The Women Entrepreneurial Fund is accepting applications from businesses with a minimum women shareholding of at least 50%. These businesses would be considered for a 100% loan without the requirement to make a matching contribution. Women-owned business with a shareholding of 25% and 50% may also qualify, although under revised terms. "We would prefer ownership by women to be as high as possible," says Meryl Mamathuba, the IDC's head of development funds.
"And we look at more than just ownership and want to promote the participation of women at management level in these organisations." She adds that the marginalisation of women in the past means there is an experience gap that needs to be filled, but is hopeful that the younger generation will have the basics with which to pursue careers as business owners. "We also have to put together interventions now so that they are economically active and start from a higher base."
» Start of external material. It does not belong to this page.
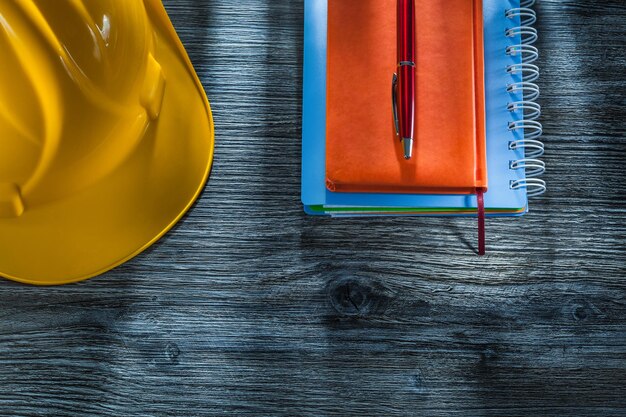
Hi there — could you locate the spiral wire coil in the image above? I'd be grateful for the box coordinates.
[505,0,546,197]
Funding is available to start-up businesses or for existing enterprises that wish to expand operations, and therefore contribute to job creation. New operations are expected to have a direct or indirect total net asset base of less than R15-million, and the total asset base of existing enterprises may not exceed R80-million. These prescriptions are intended to spread the loan base and ensure that the funding goes to businesses that still have the ability for strong economic and employment growth. The maximum loan size is capped at R30-million a transaction.
Funding is provided as a loan, but may be provided on an equity or quasi-equity basis, depending on the nature and extent of the project being financed. Mamathuba says she is encouraged by the focus given to women empowerment and entrepreneurship in the National Development Plan unveiled recently by the National Planning Commission.
The plan recognises that women make up a large percentage of the poor, particularly in rural areas, and proposes a range of recommendations, including that the transformation of the economy should involve the active participation and empowerment of women.
"Although progress has been made to improve the lives of women, discrimination, patriarchal attitudes and poor access to quality education persists. The plan deals with these
factors holistically, recognising that key priorities such as education or rural development will have the biggest impact on poor women," the report says.
Mamathuba says this is certainly the right approach and that although the focus should be on developing rural areas, not only women in these areas, it is inevitable to talk about women within that context as they are so pivotal within those communities.
The manufacturing sectors – such as the chemical sector (which is the biggest beneficiary of the fund), and other sectors such as agroprocessing – are considered ideal vehicles
through which the IDC can direct its WEF money, as these are generally sustainable, long-term and the right size to benefit from development financing.